Bauer- Jelenik weiß, dass mit etwas Übung es dem Einzelnen gelingen kann, die Machtmittel und die Intensität des Einsatzes selbst zu bestimmen, ohne dabei seine eigenen Werte zu verraten.

Gefühle sind im Zusammenhang mit Macht nur eingeschränkt brauchbar, stattdessen ist Strategie und Taktik angesagt.

Sehr gut beschrieben ist der Macht-Eskalations-Kontroll-Zyklus, durch den Konflikte sinnvoll bereinigt werden können.

Aufschlussreich ist die Liste der Verhaltensmuster einzelner Kampftechniken, die untergliedert sind in offene, passive und verdeckte Techniken.

Man sollte sich im Klaren sein wie unsere Gegenüber in Konflikten agieren, um ihnen kühl die Grenzen aufzeigen zu können.

Dass Macht nicht negativ sein muss, zeigt Bauer-Jeleniks anhand einer Auflistung, aus der hervorgeht, dass wirkliche Machtgestalter/innen Menschen sind, die mit Macht kompetent umzugehen wissen.

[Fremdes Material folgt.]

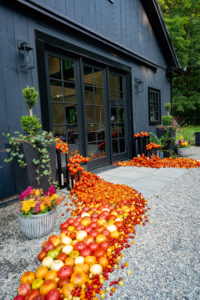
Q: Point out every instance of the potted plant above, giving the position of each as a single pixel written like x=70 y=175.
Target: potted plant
x=183 y=148
x=162 y=141
x=37 y=211
x=167 y=128
x=32 y=155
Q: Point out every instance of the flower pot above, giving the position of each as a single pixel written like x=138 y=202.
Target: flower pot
x=37 y=226
x=184 y=152
x=170 y=144
x=161 y=154
x=25 y=177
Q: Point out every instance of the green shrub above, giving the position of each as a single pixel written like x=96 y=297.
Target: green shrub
x=30 y=96
x=167 y=120
x=30 y=124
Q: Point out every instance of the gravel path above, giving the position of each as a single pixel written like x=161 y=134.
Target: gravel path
x=165 y=259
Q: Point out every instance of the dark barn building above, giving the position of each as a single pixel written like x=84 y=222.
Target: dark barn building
x=88 y=56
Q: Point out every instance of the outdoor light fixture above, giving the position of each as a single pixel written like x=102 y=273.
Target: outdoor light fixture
x=26 y=56
x=139 y=85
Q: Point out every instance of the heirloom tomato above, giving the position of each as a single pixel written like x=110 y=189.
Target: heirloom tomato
x=28 y=277
x=53 y=295
x=37 y=284
x=41 y=272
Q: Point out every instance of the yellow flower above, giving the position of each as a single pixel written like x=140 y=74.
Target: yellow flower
x=27 y=205
x=42 y=207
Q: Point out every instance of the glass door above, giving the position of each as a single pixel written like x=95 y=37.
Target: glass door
x=117 y=116
x=95 y=118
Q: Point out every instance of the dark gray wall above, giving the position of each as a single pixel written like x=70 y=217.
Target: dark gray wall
x=131 y=29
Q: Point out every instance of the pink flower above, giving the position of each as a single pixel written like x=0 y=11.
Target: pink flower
x=25 y=193
x=37 y=208
x=51 y=191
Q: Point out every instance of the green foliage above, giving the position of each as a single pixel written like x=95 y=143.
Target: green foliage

Solche Personen beherrschen immer konstruktive Verhandlungstechniken, klären die Grenze zum Machtmissbrauch, überprüfen eigene und fremde Motivation, bewerten ein Risiko realistisch, können ehrlich verzeihen, und zeichnen sich durch Ausdauer, Geduld, Mut, Kreativität und vieles andere mehr aus.



Bauer-Jelenik fügt in ihrem Buch jedem Kapitel sehr gute Anregungen zur Selbstreflexion bei, die den Leser dazu motivieren sich mit den klugen Gedanken der Autorin noch intensiver auseinanderzusetzen und die eigenen Verhaltensmuster kritisch zu hinterfragen.



Da es im Leben ohne Macht nicht geht, macht es Sinn sich dem Thema intellektuell auseinanderzusetzen. Dieses Buch leistet einen sehr guten Beitrag.